Vulnérabilité et Appauvrissement des Populations
Ce pays d’Afrique de l’Ouest aux huit millions d’habitants est l’un des plus menacés au monde par le réchauffement, et sa zone côtière «est très vulnérable», souligne cette étude, qui pointe aussi un appauvrissement des populations, dont la sécurité alimentaire et la santé se sont dégradées avec la promiscuité grandissante.
A Nyangai, l’eau potable fait défaut à cause de la salinité des sols. Des dizaines de jeunes enfants désœuvrés sillonnent l’île ou jouent sur la plage. «Cette île était très grande, elle allait jusque là-bas», se lamente Amidou Bureh, 60 ans, pêcheur et chef communautaire à Nyangai, en montrant l’océan depuis la plage. »On avait beaucoup de manguiers, de cocotiers, on avait une forêt, mais ces dernières années l’océan a tout détruit...»
Appel à l'Aide et Détresse des Habitants
«L’eau avance et nous détruit, nous et nos biens! Cela devient très difficile de vivre ici, on souffre beaucoup, nous avons besoin d’aide!", crie-t-il soudain à pleins poumons, déplorant que les visites d’officiels et d’organisations internationales n’aient pas apporté d’aide concrète, à part recommander aux habitants de partir ailleurs. Par deux fois, Hassan Kargbo et sa famille ont tout perdu et dû reconstruire leur maison à Nyangai.
Mais la mer menace à nouveau. «Je ne gagne pas beaucoup avec mon métier de pêcheur, et cela m’a coûté beaucoup trop d’argent d’acheter du bois et de la tôle ondulée à chaque fois que j’ai dû construire une nouvelle maison. Vivre sur cette île, c’est très stressant... je ne veux plus continuer comme cela», dit-il. Alors, il a pris sa décision, et se prépare à déménager sur l’île de Sei, où le relief est moins plat.
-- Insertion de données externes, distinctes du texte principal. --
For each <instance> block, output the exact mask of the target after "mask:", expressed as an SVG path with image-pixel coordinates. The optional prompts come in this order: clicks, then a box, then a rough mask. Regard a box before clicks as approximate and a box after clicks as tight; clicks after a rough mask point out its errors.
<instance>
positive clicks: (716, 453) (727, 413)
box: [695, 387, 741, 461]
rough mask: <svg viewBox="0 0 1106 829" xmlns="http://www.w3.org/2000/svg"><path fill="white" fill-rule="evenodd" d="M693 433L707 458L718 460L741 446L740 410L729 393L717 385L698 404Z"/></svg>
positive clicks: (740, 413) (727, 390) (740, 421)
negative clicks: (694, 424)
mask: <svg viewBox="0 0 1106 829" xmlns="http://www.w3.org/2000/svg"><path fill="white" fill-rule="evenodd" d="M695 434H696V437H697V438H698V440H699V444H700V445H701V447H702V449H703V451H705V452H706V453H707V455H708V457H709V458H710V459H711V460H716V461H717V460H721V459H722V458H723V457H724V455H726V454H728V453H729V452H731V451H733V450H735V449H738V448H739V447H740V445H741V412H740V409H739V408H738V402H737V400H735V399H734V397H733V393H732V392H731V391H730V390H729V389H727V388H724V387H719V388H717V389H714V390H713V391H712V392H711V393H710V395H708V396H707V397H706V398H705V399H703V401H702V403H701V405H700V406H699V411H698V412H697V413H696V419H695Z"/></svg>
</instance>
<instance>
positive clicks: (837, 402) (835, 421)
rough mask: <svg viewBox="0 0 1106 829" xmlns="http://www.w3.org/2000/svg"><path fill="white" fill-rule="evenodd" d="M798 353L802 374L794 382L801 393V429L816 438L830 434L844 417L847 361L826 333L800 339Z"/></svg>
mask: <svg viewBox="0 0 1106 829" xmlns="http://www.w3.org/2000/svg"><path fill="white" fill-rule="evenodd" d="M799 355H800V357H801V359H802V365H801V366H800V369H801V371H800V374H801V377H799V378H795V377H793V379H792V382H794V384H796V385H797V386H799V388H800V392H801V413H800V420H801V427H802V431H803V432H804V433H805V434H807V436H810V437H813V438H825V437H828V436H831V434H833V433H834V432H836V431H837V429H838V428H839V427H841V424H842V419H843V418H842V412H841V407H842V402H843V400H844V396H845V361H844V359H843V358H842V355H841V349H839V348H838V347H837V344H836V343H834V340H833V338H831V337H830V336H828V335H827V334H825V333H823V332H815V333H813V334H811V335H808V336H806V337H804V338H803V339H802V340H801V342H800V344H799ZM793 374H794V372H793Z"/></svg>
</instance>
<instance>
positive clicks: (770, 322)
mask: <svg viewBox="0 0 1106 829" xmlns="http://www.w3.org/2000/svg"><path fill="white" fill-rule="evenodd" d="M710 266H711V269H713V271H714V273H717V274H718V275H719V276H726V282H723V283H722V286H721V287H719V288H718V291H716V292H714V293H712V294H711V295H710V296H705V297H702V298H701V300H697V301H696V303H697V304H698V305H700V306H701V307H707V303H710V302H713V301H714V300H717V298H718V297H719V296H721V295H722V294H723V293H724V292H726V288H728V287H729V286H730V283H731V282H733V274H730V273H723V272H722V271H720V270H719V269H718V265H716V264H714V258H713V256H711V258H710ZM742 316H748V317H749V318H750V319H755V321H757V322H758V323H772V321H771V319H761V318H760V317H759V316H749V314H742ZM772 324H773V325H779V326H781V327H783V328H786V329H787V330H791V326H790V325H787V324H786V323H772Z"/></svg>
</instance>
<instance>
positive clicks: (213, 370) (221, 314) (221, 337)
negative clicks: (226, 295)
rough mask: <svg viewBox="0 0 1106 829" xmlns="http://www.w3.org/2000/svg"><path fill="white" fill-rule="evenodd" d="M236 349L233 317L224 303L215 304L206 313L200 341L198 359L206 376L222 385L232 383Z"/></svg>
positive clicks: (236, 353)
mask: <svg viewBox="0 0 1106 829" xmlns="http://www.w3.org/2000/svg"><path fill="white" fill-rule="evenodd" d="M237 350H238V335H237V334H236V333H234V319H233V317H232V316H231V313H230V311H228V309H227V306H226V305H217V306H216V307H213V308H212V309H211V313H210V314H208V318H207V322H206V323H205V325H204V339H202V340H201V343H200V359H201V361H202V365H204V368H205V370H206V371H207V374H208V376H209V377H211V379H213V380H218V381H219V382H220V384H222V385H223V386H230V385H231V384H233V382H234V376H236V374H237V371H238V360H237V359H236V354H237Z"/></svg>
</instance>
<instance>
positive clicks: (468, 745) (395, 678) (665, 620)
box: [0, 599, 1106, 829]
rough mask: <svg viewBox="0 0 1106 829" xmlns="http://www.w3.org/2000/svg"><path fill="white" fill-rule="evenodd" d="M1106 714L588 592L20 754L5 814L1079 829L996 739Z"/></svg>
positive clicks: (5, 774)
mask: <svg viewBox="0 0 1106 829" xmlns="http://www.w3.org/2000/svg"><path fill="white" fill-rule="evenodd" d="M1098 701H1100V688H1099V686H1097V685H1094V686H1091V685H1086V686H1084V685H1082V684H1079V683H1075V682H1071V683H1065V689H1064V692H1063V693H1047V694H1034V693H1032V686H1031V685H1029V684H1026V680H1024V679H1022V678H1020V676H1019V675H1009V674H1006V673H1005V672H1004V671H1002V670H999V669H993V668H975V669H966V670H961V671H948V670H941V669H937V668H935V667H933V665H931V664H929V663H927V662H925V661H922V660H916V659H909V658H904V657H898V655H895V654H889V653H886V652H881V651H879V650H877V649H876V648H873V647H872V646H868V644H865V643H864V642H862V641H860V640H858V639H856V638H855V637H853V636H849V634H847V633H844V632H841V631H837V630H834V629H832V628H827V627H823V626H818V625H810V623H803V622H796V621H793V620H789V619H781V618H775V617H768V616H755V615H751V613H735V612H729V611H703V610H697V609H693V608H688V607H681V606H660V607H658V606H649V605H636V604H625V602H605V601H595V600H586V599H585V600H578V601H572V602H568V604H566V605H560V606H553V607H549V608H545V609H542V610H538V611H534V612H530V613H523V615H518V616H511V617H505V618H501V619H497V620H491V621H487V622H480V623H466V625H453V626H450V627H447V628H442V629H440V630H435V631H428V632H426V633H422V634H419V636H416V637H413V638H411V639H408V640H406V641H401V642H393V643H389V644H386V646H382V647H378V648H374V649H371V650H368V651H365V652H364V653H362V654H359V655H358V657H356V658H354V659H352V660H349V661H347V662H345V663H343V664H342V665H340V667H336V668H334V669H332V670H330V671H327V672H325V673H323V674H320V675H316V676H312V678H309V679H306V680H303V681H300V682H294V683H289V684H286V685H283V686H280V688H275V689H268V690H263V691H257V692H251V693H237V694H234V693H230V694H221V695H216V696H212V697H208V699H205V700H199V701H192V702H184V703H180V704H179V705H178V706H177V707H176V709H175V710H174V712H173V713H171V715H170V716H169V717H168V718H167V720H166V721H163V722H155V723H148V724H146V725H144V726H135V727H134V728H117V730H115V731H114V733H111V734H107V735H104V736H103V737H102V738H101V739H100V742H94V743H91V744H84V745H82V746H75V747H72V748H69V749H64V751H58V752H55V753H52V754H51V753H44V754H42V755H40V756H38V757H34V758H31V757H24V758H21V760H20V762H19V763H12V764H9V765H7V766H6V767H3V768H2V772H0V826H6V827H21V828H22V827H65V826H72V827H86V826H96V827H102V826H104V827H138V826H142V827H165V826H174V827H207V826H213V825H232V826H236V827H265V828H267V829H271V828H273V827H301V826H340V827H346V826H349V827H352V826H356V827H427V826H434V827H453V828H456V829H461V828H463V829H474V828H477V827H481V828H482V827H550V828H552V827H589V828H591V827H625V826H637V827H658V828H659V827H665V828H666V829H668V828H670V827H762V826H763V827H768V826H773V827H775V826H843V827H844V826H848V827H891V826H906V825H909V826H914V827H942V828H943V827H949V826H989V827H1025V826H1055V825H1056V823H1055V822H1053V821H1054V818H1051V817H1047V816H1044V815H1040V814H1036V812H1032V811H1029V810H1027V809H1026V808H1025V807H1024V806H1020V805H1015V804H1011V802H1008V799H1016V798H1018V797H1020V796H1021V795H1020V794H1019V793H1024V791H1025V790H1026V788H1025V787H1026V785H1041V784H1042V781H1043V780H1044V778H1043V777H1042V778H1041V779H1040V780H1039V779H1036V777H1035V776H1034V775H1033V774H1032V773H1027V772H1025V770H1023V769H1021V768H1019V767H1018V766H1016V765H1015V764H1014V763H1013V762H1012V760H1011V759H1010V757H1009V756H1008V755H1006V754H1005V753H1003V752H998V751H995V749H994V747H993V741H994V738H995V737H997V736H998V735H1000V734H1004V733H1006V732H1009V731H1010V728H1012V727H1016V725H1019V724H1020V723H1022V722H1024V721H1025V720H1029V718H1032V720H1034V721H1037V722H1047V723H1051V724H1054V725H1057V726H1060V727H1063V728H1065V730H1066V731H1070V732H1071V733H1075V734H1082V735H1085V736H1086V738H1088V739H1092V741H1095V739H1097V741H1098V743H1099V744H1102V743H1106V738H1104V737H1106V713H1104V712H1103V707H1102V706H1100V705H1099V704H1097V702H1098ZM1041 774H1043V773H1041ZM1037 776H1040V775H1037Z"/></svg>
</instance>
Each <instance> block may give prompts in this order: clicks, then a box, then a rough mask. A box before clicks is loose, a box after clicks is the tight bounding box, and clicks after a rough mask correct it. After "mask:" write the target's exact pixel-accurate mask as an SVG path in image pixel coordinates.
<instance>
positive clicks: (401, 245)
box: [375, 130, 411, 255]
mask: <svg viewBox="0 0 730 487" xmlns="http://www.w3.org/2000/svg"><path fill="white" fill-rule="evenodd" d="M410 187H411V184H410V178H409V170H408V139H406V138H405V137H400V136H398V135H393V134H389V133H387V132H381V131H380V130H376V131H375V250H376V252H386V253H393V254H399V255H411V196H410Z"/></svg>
Conséquences Sociales et Culturelles
Cette crise climatique engendre aussi des conséquences sociales et culturelles dramatiques pour la Sierra Leone. «Ces pêcheurs qui vont être relocalisés ne pourront peut-être plus exercer leur activité, ils ne transmettront plus cette culture de la mer», regrette M. Rahall. «Le changement climatique n’affecte pas seulement les gens, leurs vies, l’économie, mais aussi les traditions, la culture, la manière de faire du commerce: tout disparaît».
Pour le ministre de l’Environnement, il est clair que «ces populations ont besoin d’aide». «Nous devons évacuer ces populations de ces îles et nous essayons de mobiliser des ressources pour le faire», martèle-t-il. Mais il pointe le défi financier que représente cette relocalisation dans un pays déjà très fragile au niveau économique et sanitaire, où le changement climatique a aussi «un effet dévastateur sur le budget» de l’État.
Nombre d’habitants de Nyangai et Plantain ont dit à l’AFP se sentir «abandonnés» par les autorités face à l’inéluctable, loin au milieu de l’océan. «Nous n’avons reçu aucune aide financière pour déménager», déplore ainsi Hassan Kargbo. L’appel mélodieux du muezzin pour la prière de fin d’après-midi résonne sur la petite île de Nyangai. Amidou Bureh contemple l’océan qui engloutit sa vie. «Je suis né à Nyangai, j’ai grandi ici, c’est le seul endroit que je connaisse», confie-t-il. «On a peur que l’océan nous détruise, mais moi, je n’ai l’intention d’aller nulle part ailleurs, parce qu’ici c’est chez moi.»